Parecía hacer la vista gorda ante las manos errantes de Sun Linlin hacia Zhao Shiyu.
Eso se ponía interesante.
De repente, Liu Yan sintió un calor en su pierna, y cuando giró la cabeza, vio a Song Tian animadamente observando a Sun Linlin jugueteando con su novia, pareciendo bastante complacido.
Sin embargo, una de sus manos se había deslizado sigilosamente sobre la pierna de Liu Yan debajo de la mesa.
Su pierna cubierta de nylon se sentía excepcionalmente suave y tersa al tacto.
Liu Yan se electrizó con la sensación.
Su amiga estaba justo a su lado, mientras su novio se propasaba con ella.

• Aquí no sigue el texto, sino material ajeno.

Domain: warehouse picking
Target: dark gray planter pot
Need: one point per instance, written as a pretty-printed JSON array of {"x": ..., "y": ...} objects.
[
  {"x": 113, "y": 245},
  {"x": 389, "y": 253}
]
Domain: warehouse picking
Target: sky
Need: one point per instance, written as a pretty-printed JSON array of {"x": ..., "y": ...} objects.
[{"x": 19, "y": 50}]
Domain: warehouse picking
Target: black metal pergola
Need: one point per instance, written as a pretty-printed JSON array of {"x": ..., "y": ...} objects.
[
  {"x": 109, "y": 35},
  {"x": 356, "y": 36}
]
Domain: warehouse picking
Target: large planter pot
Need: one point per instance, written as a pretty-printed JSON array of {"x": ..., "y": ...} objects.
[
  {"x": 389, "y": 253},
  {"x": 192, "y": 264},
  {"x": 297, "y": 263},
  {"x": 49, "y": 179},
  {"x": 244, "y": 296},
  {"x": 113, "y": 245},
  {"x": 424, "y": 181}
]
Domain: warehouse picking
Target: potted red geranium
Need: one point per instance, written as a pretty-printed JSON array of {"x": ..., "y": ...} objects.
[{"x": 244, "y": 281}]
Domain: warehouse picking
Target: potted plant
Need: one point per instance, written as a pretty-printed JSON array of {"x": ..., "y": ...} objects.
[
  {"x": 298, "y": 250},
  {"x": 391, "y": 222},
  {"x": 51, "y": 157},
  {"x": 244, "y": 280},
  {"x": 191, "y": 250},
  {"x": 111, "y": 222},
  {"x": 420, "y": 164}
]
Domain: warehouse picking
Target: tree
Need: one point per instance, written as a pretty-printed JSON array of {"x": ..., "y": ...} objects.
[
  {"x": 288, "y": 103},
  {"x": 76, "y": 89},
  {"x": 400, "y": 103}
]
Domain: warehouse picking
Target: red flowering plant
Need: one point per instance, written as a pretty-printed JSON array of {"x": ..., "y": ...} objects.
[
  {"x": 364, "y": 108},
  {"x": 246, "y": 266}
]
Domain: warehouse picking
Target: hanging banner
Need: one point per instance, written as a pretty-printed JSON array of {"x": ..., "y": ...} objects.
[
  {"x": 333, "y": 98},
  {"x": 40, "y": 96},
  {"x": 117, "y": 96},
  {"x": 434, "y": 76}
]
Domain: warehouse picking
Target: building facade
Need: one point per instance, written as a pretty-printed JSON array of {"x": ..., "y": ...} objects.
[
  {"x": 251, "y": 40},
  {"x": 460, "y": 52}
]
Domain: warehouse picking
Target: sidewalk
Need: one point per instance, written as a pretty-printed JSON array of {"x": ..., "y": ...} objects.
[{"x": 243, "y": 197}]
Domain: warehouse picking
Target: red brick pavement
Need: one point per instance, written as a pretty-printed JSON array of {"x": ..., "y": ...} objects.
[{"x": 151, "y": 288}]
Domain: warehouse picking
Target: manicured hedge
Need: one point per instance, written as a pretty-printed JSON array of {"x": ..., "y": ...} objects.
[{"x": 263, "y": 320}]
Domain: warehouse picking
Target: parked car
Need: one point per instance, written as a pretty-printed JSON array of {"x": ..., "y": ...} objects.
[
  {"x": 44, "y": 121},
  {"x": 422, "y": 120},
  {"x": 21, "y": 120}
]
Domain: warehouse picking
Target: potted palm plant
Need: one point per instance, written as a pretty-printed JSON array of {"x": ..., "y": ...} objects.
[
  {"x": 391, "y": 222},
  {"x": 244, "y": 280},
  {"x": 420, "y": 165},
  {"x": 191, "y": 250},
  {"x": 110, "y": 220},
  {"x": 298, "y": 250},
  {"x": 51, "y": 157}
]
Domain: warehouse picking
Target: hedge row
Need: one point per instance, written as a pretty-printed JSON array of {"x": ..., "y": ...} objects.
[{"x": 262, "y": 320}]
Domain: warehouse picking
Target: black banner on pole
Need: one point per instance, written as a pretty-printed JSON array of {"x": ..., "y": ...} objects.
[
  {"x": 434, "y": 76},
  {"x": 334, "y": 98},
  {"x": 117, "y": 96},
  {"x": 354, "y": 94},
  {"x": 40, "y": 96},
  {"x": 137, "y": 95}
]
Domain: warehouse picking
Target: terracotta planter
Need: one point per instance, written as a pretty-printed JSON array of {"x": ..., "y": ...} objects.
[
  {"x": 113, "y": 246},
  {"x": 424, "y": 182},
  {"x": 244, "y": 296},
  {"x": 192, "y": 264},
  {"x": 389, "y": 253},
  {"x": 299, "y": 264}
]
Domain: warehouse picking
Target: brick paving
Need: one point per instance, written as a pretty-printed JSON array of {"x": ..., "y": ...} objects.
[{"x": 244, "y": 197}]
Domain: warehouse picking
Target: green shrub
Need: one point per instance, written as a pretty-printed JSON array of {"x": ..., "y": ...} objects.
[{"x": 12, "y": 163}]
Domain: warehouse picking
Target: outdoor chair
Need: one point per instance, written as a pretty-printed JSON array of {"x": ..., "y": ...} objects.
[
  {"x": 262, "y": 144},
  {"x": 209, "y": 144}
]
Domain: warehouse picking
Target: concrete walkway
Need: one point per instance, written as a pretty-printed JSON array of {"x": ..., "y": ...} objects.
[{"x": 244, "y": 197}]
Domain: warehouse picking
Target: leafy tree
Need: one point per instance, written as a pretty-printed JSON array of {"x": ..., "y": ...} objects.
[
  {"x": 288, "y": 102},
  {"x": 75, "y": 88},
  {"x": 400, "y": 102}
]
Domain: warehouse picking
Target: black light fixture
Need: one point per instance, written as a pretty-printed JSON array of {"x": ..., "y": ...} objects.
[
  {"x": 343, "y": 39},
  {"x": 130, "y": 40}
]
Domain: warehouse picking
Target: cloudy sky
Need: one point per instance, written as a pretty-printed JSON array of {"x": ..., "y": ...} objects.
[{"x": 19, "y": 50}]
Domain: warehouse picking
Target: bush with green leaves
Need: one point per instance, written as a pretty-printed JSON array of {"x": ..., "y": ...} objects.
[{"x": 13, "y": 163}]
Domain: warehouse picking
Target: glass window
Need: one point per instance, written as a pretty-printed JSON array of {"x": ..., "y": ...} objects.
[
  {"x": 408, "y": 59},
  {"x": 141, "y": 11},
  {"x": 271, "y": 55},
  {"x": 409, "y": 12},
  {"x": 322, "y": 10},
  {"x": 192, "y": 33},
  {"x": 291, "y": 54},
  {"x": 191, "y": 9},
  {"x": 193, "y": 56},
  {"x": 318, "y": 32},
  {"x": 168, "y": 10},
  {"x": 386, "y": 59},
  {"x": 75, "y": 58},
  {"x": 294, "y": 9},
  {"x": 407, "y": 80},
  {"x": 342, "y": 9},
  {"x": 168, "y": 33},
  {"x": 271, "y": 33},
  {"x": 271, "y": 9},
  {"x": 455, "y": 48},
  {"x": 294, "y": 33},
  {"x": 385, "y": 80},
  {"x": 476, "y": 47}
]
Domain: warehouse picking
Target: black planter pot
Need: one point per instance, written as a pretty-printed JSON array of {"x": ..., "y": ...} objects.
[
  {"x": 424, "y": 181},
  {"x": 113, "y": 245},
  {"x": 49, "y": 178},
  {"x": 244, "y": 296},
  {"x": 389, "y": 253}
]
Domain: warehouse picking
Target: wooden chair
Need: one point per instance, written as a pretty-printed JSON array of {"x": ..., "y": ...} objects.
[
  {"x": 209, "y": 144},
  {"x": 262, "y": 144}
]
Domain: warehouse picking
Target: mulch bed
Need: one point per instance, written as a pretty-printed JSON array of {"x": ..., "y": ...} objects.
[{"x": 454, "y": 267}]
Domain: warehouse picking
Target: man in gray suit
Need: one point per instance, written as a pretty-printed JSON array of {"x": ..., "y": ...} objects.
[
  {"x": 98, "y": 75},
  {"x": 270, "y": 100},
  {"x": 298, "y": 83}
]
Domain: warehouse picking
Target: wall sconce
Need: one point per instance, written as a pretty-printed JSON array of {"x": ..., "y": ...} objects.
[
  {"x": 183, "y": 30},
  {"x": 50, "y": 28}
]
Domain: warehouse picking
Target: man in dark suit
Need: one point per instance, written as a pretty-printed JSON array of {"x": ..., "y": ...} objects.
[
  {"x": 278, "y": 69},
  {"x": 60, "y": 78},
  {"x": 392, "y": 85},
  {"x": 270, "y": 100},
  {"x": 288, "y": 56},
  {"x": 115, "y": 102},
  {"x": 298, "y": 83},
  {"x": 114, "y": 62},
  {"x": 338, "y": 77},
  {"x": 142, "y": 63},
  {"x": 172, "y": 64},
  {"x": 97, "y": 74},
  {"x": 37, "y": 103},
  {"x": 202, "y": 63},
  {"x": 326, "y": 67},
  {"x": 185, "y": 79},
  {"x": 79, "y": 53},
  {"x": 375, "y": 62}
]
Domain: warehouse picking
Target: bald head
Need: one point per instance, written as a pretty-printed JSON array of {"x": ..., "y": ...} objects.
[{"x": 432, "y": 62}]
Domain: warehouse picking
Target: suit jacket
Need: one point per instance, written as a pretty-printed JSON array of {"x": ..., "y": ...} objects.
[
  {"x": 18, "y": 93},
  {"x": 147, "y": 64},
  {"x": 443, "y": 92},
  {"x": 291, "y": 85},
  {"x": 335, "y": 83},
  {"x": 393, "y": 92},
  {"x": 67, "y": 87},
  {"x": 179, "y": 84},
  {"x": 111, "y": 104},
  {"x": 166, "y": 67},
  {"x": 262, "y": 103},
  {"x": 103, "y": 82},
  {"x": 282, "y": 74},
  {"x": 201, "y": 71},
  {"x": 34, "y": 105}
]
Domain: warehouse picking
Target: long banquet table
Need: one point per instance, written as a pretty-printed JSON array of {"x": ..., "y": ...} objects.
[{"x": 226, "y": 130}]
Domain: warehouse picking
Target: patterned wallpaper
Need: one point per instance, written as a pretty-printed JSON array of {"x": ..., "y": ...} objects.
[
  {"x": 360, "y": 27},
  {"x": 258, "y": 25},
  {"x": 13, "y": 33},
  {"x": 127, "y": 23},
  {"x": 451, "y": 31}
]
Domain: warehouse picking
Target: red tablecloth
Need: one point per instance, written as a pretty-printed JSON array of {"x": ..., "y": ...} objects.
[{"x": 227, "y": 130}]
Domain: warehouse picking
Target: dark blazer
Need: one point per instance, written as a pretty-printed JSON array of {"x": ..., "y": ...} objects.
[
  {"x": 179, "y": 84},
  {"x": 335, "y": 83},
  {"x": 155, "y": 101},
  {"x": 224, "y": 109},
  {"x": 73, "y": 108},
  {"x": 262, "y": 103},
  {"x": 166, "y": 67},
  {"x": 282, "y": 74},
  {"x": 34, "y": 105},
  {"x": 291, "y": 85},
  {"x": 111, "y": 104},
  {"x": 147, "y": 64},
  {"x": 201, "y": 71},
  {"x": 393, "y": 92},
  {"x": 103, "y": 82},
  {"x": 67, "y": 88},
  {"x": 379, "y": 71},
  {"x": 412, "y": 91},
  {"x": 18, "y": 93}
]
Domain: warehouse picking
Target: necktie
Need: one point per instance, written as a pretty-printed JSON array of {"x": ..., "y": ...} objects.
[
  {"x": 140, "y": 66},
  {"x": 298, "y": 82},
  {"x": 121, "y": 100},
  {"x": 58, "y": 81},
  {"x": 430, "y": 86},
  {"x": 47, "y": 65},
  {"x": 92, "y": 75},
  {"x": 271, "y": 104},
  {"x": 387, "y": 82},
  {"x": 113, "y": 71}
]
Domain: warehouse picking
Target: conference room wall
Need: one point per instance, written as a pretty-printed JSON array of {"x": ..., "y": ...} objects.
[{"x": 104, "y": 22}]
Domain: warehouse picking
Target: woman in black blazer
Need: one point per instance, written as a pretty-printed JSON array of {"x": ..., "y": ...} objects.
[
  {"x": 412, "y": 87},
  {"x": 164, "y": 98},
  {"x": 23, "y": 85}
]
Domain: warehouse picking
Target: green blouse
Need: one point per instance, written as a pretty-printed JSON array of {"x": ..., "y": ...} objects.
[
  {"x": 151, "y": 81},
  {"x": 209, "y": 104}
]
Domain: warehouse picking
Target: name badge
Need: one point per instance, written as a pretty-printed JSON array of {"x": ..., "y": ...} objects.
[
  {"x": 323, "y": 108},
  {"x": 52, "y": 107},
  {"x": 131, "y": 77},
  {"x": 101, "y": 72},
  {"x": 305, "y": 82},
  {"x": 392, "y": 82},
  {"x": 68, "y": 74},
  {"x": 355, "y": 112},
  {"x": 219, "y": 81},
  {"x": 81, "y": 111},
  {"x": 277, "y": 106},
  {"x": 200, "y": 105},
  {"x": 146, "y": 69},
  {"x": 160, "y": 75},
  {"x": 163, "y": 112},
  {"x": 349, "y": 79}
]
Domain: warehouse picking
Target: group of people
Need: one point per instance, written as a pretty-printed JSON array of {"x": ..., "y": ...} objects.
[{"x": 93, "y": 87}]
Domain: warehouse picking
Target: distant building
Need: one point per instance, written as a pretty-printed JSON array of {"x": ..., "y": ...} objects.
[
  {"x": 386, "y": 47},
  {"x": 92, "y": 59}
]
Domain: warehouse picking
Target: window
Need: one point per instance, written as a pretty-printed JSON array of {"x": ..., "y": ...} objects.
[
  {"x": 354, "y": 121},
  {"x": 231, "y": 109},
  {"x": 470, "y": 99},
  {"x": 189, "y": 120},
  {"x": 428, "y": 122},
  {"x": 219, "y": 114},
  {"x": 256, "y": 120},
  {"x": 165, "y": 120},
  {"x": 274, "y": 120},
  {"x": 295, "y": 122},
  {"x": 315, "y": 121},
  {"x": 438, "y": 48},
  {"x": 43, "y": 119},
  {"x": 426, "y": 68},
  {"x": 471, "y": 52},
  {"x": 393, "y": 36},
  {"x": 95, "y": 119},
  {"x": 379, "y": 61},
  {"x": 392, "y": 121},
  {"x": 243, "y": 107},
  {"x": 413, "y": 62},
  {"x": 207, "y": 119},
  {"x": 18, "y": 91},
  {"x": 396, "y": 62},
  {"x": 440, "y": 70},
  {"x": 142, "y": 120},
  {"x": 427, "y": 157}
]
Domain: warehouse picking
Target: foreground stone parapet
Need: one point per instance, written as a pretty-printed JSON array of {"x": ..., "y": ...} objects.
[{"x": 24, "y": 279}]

Y solo de pensar en la robusta hombría de Song Tian, Liu Yan no pudo evitar bajar silenciosamente una mano y comenzar a acariciar su muslo.
El general, incluso a través de los pantalones, se erguía alto y palpitante, irradiando un aura ardiente.
La mano de Song Tian continuó subiendo por las medias de Liu Yan y bajo su falda.
Una oleada de humedad lo golpeó, la carne era tierna y suculenta.
Una emoción sacudió el corazón de Song Tian—no llevaba bragas.
Liu Yan, mordiéndose el labio para sofocar sus gemidos, luego enganchó su dedo en sus pantalones y sacó el miembro palpitante.
Agarrándolo firmemente, comenzó a acariciarlo con deleite, sintiéndolo hincharse y endurecerse aún más, listo para erupcionar en cualquier momento.
Se le pasó por la mente la idea de que eyaculara allí mismo debajo de la mesa, quizás incluso sobre él mismo.
A Liu Yan le pareció emocionante la idea, y cuando estaba a punto de redoblar sus esfuerzos,
un pie suave y fresco se acercó sigilosamente y rozó su muñeca.
Mano suave y pie delicado se detuvieron a la vez.
Liu Yan se sobresaltó, levantando la mirada bruscamente.
Frente a ella, Lin Xiaoyu observaba con horror.